Dermalia positions itself in the intended purpose as a report-presentation layer: we compute no diagnostic values ourselves, we transport the score values delivered by the Isemeco device into a patient-readable representation. AI Q&A and smart recommendations are explicitly non-diagnostic (refusal detection for emergency keywords, no treatment suggestion by the software).

Class boundaries under Rule 11

MDR Annex VIII Rule 11 classifies software that drives diagnostic or therapeutic decisions. The class boundaries simplified:

  • Class I: Software for pure information storage, simple archival or visualisation functions without diagnostic evaluation. Plain report presentation typically falls here.
  • Class IIa: Software supporting diagnostic or therapeutic decisions where a wrong decision cannot lead to serious health damage or death. Diagnostic-supporting skin-analysis software falls here.
  • Class IIb: Software whose decision can result in serious health damage. Example: software flagging melanoma suspicion and carrying a biopsy decision.
  • Class III: Software whose decision is life-critical. Example: AI-supported tumour-detection software whose output carries a direct treatment decision.

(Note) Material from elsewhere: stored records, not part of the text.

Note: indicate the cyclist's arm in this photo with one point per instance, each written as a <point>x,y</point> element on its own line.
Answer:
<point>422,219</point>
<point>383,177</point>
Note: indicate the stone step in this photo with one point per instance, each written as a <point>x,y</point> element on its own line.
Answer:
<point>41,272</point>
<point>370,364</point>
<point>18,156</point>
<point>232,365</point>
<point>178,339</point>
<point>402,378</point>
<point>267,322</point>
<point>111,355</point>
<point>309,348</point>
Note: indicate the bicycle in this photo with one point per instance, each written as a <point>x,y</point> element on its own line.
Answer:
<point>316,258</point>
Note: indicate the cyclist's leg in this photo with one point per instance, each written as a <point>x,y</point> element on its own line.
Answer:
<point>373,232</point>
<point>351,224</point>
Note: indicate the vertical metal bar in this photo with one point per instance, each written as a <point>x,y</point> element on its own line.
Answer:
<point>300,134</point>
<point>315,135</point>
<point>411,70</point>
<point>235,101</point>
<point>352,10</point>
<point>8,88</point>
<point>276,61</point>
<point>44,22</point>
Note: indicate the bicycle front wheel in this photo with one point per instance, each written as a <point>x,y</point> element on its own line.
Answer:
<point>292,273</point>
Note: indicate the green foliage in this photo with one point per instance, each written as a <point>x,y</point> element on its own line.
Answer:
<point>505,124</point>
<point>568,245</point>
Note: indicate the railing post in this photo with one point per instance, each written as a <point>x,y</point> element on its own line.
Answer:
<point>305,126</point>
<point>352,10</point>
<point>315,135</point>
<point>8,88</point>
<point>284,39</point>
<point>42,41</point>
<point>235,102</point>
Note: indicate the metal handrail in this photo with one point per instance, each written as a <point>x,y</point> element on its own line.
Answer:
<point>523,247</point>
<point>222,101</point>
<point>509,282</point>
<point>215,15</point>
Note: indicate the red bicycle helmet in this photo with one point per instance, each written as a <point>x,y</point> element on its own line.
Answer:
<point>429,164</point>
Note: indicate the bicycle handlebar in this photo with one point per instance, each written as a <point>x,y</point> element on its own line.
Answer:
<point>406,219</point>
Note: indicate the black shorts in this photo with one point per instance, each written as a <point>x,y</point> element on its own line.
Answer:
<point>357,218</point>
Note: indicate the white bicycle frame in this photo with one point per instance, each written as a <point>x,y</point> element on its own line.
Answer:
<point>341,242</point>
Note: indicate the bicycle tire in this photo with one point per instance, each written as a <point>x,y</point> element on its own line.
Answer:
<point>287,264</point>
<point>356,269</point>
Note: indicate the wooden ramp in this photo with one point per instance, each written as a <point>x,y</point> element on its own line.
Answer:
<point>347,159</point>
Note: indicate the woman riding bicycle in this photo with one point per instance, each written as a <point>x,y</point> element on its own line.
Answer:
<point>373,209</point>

Practical implication: anyone deploying skin-analysis software that explicitly flags suspicion diagnoses like "suspected melanoma" should look closely at the manufacturer's class certification. Class I would be too low here, this would likely be Class IIa or IIb.

What practices should check before deployment

  • Manufacturer declaration of conformity: which class, which notified body, when issued. The declaration of conformity is a mandatory part of the device file.
  • Intended purpose in the manufacturer's handbook: what does the manufacturer say the software is for. If the practice uses it for something else (e.g. diagnostic software repurposed for therapy guidance), responsibility shifts to the practice.
  • Lifecycle updates: MDR requires the manufacturer to deliver security updates across the lifetime. End of support equals a risk assessment.
  • Device-log entry: Software versions are tracked like hardware updates. Who deployed which version when is documented in the device log.

Dermalia position

We have completed an internal MDR self-assessment (as of May 2026) that classifies the software as a non-medical report-presentation tool. The final regulatory assessment in the concrete case rests with a specialist medical-law attorney or an external notified body. We provide the documentation, we do not decide the classification for your practice. The self-assessment document sits in the repository under docs/compliance/mdr-self-assessment.md and can be released as PDF on request.

Sources and further reading

As of May 2026. This article is orientational professional information, not a regulatory assessment in the individual case. The final classification of your practice-software combination belongs in the hands of a specialist medical-law attorney or a notified body.